Apple launched its Zero Waste Program in 2015 to encourage suppliers to divert waste from landfill. While all final assembly locations have been declared zero waste, Apple says it’s still working with others further up the supply chain to implement zero waste practices.
The company has also trained 17.3 million supplier employees about workplace rights since 2007, while a further 3.6 million have received ‘advanced education and skills training’.
“This year, we’re proud to give more people an opportunity to advance their education,” says Williams.
“Working alongside our suppliers, we're challenging ourselves to find new ways to keep our planet healthy for future generations. Our goal has always been not just to drive progress in our supply chain, but to drive meaningful change across the industry.”

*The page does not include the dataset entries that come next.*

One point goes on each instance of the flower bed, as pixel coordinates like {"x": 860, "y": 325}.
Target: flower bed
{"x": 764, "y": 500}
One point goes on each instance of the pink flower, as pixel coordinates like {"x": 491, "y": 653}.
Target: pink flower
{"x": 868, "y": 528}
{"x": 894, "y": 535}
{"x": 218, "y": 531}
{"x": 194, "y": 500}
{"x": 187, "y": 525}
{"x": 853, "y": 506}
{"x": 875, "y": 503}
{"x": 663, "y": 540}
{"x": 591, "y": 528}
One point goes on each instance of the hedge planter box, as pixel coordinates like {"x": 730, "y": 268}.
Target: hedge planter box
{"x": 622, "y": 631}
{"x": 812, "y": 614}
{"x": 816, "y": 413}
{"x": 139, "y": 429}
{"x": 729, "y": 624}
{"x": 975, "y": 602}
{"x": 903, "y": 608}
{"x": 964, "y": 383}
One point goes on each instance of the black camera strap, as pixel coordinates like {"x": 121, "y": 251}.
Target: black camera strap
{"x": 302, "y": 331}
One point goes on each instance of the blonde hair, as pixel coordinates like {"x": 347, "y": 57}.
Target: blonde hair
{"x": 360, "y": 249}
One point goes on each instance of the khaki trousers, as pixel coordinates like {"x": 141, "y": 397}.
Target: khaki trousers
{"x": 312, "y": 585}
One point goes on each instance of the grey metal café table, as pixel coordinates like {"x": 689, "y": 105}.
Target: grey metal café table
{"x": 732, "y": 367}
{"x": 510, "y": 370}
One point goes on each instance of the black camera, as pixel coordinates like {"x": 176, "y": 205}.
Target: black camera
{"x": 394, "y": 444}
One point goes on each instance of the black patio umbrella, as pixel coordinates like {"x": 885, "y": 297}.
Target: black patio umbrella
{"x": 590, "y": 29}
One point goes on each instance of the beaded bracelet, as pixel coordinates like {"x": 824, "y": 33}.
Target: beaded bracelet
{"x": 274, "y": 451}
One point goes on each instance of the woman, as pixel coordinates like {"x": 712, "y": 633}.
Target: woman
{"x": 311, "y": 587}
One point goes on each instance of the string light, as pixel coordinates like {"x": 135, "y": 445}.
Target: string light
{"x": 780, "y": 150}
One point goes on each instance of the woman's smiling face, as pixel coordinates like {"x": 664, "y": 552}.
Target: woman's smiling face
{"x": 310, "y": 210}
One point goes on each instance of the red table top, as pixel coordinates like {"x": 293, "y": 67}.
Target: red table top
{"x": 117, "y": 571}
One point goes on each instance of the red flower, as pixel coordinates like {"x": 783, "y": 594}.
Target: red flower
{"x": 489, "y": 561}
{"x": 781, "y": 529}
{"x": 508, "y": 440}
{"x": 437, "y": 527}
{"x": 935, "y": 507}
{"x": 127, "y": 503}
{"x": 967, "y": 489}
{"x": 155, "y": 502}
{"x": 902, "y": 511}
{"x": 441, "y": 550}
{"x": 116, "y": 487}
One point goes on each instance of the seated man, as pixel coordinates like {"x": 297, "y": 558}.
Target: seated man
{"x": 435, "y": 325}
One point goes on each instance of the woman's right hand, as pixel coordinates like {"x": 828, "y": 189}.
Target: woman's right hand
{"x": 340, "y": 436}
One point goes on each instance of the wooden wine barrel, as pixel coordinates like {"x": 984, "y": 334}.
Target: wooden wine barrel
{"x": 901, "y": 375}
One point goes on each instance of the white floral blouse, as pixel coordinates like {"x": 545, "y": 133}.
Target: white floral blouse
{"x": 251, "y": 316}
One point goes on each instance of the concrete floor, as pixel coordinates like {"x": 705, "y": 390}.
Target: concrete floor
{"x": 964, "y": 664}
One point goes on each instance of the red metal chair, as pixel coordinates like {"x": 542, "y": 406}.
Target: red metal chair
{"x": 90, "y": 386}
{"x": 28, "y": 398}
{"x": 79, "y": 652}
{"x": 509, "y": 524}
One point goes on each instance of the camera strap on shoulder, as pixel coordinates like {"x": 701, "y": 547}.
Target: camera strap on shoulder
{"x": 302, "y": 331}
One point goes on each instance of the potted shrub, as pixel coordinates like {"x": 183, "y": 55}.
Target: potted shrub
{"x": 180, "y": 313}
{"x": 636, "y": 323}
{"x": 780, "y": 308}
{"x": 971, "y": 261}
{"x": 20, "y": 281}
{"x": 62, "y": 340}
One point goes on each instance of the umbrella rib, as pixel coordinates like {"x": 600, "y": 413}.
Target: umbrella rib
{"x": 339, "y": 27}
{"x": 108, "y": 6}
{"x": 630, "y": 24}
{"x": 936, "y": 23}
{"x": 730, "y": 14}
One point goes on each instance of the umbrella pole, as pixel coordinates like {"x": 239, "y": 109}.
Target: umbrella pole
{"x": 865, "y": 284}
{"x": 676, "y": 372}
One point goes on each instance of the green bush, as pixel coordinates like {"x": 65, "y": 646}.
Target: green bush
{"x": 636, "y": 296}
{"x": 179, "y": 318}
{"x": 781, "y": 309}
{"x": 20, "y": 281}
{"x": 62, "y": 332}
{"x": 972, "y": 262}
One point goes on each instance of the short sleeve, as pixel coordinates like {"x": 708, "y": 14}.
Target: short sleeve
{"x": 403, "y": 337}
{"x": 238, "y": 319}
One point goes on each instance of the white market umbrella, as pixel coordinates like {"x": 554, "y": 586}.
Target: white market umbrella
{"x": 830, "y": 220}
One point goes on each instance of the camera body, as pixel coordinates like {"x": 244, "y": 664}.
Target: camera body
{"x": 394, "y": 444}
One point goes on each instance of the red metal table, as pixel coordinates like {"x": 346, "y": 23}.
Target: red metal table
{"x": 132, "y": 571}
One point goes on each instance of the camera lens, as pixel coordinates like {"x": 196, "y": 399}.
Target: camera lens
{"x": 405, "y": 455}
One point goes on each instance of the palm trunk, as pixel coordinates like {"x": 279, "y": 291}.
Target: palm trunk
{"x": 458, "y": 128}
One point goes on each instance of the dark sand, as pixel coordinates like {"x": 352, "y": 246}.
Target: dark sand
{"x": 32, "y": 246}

Last year Apple added new courses to its education programmes for supplier employees, including one on app development with Swift.
“Last year, more than 1500 employees at Apple suppliers earned a college degree, adding to the thousands who have taken advantage of education programming, which expands every year.
Additionally, Apple has worked with its suppliers to create health training programs that have reached more than 250,000 people globally, and include courses on nutrition and maternal health.”
The report quotes a technician from electronics manufacturer Jabil in China. Tao Jiang, who co-created a social media app for employees to share technical tips, says the training really changed his life.
“Now if I face a problem, I can turn it around to look at it in a different way. It’s totally changed my mindset at work. Before I was just an operator, but now I want to be a professional in the IT department.”
Apple says its Supplier Code of Conduct measures suppliers against more than 500 criteria. Suppliers must meet high standards for safe and respectful workplaces, the company says.
The report goes into more detail about Apple’s initiatives with its suppliers; including underage labour, human rights, health and safety violations (most were to do with occupational health and safety hazard prevention, as well as emergency preparedness.